The longer this practice is allowed to continue, the more it will cost your company. In time, money, image awareness and, ultimately, in market share.

How do you combat this insidious problem? By establishing company-wide standards and maintaining them. Issue a simple style sheet that everyone can understand and follow and then enforce it. That means establishing a corporate color (or colors), a particular typestyle (especially one that is duplicated in computer fonts) and creating a logo that works well in 4-color (the process colors used by printers to print in full color), 2-color (usually black and a particular shade of a color from the Pantone Matching System, identified by a PMS number), and black and white printing. If you create high and low resolution files in these three versions and make them available to the people most likely to need them, you will go a long way toward unifying your image out in the marketplace.

And follows through in your message.Now that you've got your company look under control, it's time to work on your message. This often starts with a mission - or for the more esoteric entrepreneur, a vision - statement. Sure, many of these typically contain a lot of over-heated rhetoric designed to make the board of directors warm and fuzzy, but they CAN be valuable. While others may be long on hyperbolic language and short on real meaning, work to make yours meaningful, concise, actionable, and unique. Be ruthless. Is this who we really are? Is this what we really want to be? Does this really set us apart? Once you've honed your statement to accurately reflect what your company is and what it stands for, it will enable you to create a meaningful slogan or tagline to be used in your marketing messages. Avoid the trite and contrived. "The Leader in (blank)" has been done before. Trust me.

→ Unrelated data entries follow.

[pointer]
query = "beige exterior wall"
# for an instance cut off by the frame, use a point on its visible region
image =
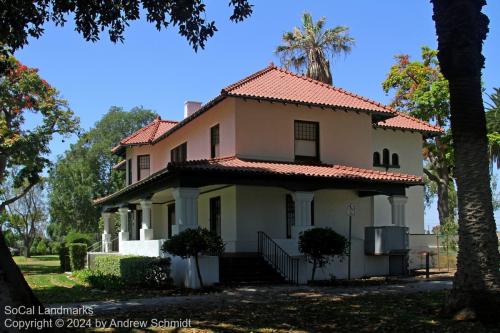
(409, 148)
(266, 131)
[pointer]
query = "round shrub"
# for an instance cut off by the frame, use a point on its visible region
(320, 245)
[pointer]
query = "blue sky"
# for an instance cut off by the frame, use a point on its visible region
(159, 70)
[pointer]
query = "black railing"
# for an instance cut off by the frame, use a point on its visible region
(281, 261)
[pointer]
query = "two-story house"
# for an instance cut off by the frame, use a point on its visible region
(272, 155)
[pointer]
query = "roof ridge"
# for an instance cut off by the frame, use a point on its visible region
(335, 88)
(248, 78)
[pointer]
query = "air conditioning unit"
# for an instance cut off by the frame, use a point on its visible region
(386, 240)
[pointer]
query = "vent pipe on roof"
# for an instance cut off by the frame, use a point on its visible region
(191, 107)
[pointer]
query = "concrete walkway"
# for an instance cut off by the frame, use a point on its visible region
(258, 294)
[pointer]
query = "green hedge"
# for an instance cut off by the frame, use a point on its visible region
(77, 254)
(64, 258)
(134, 269)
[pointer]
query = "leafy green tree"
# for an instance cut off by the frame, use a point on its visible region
(193, 243)
(21, 20)
(309, 48)
(86, 171)
(461, 29)
(422, 91)
(320, 245)
(27, 216)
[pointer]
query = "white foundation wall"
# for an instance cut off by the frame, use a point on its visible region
(408, 146)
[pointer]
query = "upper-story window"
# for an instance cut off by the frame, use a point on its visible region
(214, 141)
(306, 141)
(387, 160)
(179, 153)
(143, 168)
(129, 171)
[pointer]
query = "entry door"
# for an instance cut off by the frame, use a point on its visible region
(215, 215)
(171, 218)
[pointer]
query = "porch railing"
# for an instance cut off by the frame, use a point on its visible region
(281, 261)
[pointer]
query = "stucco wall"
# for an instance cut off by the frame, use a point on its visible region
(409, 148)
(266, 131)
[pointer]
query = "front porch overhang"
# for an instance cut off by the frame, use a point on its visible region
(188, 175)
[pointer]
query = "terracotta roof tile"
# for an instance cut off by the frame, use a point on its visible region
(148, 133)
(405, 121)
(235, 164)
(275, 83)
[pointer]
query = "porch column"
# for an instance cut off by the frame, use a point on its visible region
(106, 235)
(398, 209)
(302, 212)
(146, 232)
(186, 209)
(123, 235)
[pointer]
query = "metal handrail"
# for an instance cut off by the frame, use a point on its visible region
(280, 260)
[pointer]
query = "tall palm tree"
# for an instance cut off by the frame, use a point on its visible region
(461, 29)
(310, 47)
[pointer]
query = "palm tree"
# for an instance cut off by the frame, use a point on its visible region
(461, 29)
(310, 47)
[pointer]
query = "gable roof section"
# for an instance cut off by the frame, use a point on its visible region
(277, 84)
(148, 134)
(404, 121)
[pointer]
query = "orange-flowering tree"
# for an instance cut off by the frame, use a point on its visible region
(24, 149)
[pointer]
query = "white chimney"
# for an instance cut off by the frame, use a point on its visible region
(191, 107)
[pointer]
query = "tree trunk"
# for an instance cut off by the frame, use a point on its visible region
(314, 270)
(461, 29)
(198, 271)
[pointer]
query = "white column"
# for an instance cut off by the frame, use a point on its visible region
(146, 232)
(186, 209)
(106, 235)
(302, 212)
(398, 209)
(123, 235)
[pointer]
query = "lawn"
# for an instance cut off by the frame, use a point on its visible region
(51, 286)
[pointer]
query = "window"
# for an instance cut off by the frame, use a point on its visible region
(306, 141)
(215, 216)
(142, 166)
(171, 218)
(129, 171)
(179, 153)
(376, 158)
(290, 215)
(385, 157)
(395, 160)
(214, 141)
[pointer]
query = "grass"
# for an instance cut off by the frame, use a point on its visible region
(310, 312)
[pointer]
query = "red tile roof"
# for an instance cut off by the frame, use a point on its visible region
(148, 133)
(235, 164)
(407, 122)
(278, 84)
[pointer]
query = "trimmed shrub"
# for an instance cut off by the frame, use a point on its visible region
(64, 258)
(320, 245)
(78, 237)
(77, 254)
(135, 270)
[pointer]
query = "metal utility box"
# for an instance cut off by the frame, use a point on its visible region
(386, 240)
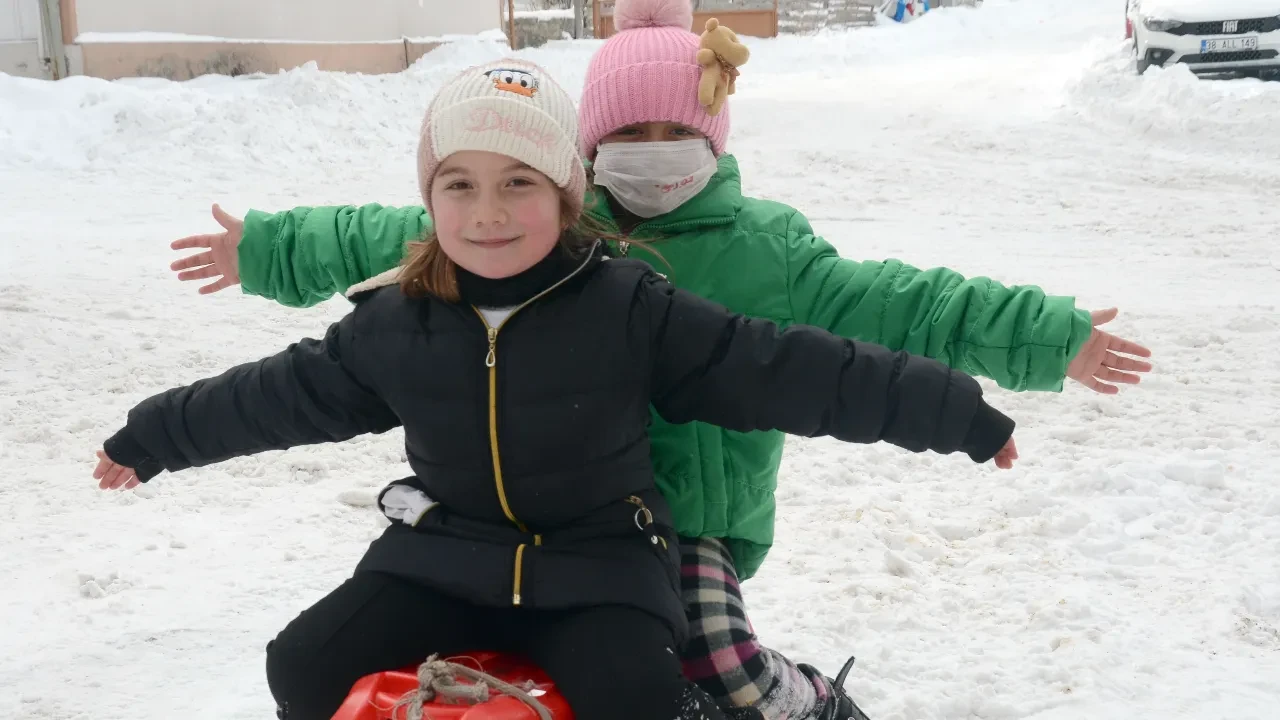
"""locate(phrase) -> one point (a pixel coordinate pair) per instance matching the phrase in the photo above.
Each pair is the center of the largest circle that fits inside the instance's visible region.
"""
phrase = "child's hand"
(1006, 456)
(220, 261)
(112, 475)
(1102, 359)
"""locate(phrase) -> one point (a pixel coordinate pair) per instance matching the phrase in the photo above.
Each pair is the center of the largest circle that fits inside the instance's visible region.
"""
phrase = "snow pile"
(1127, 568)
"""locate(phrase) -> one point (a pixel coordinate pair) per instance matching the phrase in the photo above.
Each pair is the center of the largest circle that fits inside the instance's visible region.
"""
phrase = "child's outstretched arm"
(315, 391)
(745, 374)
(1018, 336)
(301, 256)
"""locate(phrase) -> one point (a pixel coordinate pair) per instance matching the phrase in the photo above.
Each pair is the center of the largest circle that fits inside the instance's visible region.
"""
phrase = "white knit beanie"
(512, 108)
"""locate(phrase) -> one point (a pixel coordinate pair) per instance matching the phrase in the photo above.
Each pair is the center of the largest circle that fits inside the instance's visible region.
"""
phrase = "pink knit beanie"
(647, 72)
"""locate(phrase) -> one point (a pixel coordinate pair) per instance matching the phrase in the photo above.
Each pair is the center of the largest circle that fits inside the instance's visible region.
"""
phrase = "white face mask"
(654, 178)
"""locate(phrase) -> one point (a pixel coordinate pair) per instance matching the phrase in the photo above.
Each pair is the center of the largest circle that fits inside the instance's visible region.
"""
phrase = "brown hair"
(428, 270)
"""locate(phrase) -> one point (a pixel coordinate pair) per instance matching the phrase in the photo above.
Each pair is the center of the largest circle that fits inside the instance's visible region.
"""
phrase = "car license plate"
(1229, 44)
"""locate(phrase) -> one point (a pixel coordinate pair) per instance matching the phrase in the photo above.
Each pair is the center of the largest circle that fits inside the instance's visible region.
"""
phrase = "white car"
(1208, 36)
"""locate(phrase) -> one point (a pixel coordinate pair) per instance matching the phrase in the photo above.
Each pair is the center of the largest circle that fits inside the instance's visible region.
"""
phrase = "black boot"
(839, 706)
(694, 703)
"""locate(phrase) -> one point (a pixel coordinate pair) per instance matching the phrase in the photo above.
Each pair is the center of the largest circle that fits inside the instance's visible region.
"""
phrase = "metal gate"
(21, 45)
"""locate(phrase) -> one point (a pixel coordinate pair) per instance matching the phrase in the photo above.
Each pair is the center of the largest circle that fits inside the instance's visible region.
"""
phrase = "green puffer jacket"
(754, 256)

A good tagline will inform every message that follows. It will help flavor copy written for your sales literature, web site, advertising, even internal messaging. It will make generating consistent, focused text easier because it will help set the tone and form the basis of the message. And that message, aided by the consistent visual combination of logo, color, and typestyle - wielded with ruthless discipline -- all combine to create a powerful, memorable marketing impression.

That, my friends, is the power of continuity. Ralph Waldo Emerson once wrote "consistency is the hobgoblin of little minds." He was wrong. Consistency, otherwise known as continuity, is the most potent weapon of great marketing minds.